Le Fournil Bakery was voted best dessert in Canmore for the 2019 Best of the Bow reader's choice awards

CANMORE – With traditional French-inspired baking, Le Fournil Bakery cooks up everything from bread and viennoiseries to artisanal cakes and it is all made in house.

But owner, Pascale Tétreault, knows all too well that it takes a lot of work to create a quality products.

“It’s easier to have kids than to make croissants – because making croissants takes three days,” said Tétreault, recalling the words of standup comedian Michelle Wolf.

“Then she goes on about, ‘making a human can be about three minutes in a bathroom at the bar.’ To make croissants you have to plan it – oh my God she’s so funny. I loved it.”

Le Fournil's baked goods are treated with the utmost care from using the best ingredients mainly originating in Canada, creating everything by hand and sticking to traditional French baking, refraining from the use of additives and preservatives.

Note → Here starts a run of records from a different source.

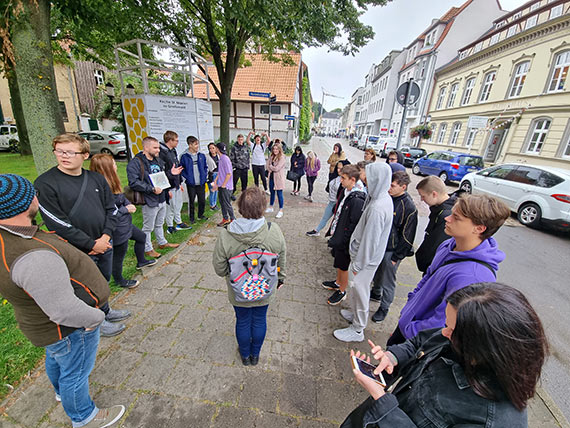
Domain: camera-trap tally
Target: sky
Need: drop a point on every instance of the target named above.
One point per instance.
(396, 25)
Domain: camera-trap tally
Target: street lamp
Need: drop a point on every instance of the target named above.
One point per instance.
(110, 92)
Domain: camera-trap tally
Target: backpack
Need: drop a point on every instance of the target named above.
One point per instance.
(254, 274)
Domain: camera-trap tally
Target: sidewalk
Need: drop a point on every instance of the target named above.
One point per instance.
(177, 363)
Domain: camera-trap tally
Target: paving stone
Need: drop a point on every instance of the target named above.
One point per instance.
(152, 373)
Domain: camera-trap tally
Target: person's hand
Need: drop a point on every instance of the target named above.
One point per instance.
(374, 388)
(387, 361)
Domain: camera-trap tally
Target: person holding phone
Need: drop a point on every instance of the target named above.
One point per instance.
(480, 370)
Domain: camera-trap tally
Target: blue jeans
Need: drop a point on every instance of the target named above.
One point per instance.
(273, 191)
(251, 325)
(326, 216)
(213, 196)
(69, 362)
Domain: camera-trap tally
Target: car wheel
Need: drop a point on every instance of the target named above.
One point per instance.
(530, 214)
(466, 187)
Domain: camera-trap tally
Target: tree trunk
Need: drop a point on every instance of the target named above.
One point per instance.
(18, 113)
(36, 79)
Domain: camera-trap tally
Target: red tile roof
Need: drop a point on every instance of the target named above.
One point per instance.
(261, 76)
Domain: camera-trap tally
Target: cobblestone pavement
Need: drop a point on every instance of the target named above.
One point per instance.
(177, 363)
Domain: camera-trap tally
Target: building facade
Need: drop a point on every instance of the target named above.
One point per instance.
(516, 75)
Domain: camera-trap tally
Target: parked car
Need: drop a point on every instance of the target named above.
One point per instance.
(449, 166)
(411, 154)
(538, 194)
(7, 133)
(112, 143)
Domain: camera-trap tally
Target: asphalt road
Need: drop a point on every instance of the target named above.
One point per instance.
(537, 263)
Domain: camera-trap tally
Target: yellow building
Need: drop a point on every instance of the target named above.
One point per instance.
(516, 75)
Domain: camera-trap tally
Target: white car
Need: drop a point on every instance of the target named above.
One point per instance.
(538, 194)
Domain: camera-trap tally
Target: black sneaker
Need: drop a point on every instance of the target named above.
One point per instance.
(379, 315)
(337, 297)
(330, 285)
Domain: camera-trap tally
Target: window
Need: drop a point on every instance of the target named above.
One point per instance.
(452, 95)
(519, 77)
(470, 137)
(99, 77)
(455, 133)
(538, 135)
(441, 135)
(561, 65)
(440, 98)
(487, 86)
(469, 85)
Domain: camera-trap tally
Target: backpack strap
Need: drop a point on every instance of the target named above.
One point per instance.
(481, 262)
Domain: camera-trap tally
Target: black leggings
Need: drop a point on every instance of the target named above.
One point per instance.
(119, 252)
(297, 184)
(259, 171)
(310, 182)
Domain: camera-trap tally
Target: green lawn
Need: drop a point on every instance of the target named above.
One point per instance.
(17, 354)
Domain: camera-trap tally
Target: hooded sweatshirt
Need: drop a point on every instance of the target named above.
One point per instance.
(242, 234)
(426, 304)
(369, 239)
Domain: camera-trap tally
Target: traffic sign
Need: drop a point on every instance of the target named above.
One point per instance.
(260, 94)
(403, 90)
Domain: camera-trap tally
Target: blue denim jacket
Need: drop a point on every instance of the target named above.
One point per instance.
(433, 392)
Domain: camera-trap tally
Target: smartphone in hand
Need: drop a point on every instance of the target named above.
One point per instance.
(367, 369)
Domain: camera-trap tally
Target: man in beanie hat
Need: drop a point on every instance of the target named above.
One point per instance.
(55, 290)
(224, 184)
(79, 206)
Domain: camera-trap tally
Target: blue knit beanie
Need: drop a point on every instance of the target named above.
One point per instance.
(16, 195)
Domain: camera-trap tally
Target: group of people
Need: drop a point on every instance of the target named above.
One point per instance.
(466, 351)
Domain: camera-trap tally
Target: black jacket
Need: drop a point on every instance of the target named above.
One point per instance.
(170, 159)
(145, 185)
(435, 233)
(347, 221)
(433, 392)
(401, 241)
(95, 215)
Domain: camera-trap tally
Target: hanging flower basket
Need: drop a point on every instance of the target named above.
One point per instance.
(422, 131)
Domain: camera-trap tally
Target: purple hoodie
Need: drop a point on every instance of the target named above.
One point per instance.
(426, 304)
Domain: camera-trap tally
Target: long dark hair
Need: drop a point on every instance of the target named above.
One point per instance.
(498, 338)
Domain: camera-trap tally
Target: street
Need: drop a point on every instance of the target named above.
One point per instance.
(537, 264)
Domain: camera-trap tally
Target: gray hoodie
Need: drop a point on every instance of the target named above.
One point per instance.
(369, 239)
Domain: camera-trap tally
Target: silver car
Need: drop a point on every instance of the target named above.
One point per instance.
(112, 143)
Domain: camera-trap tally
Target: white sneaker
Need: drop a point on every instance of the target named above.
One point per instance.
(349, 334)
(347, 315)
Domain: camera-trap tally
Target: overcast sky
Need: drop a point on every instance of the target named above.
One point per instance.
(396, 25)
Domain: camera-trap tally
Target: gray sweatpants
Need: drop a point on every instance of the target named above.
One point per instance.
(153, 220)
(360, 296)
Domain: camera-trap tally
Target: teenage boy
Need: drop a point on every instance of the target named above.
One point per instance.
(195, 173)
(400, 244)
(139, 169)
(434, 193)
(367, 246)
(54, 289)
(350, 210)
(79, 206)
(239, 155)
(174, 205)
(470, 256)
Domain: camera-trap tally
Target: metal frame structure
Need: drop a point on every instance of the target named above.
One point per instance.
(142, 65)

“My very first bread I made when I was either six or seven years old with my grandmother. I still remember the look, the smell and everything. Loved it. Always loved baking,” Tétreault said.

It wasn’t until 2010 that Tétreault decided that she wanted to open a bakery. She studied in San Francisco and then opened Le Fournil Bakery in 2012. Rather than thinking of Le Fournil Bakery as her dream, Tétreault thinks of it more as a project.

“If you want a dream, go to sleep. If you want to accomplish something, you have to have a project where you’re going to take some steps and you’re going to have a clear, concise goal,” Tétreault said.

Now, her business has won the Rocky Mountain Outlook's Best of the Bow reader's choice award for best dessert in Canmore this year.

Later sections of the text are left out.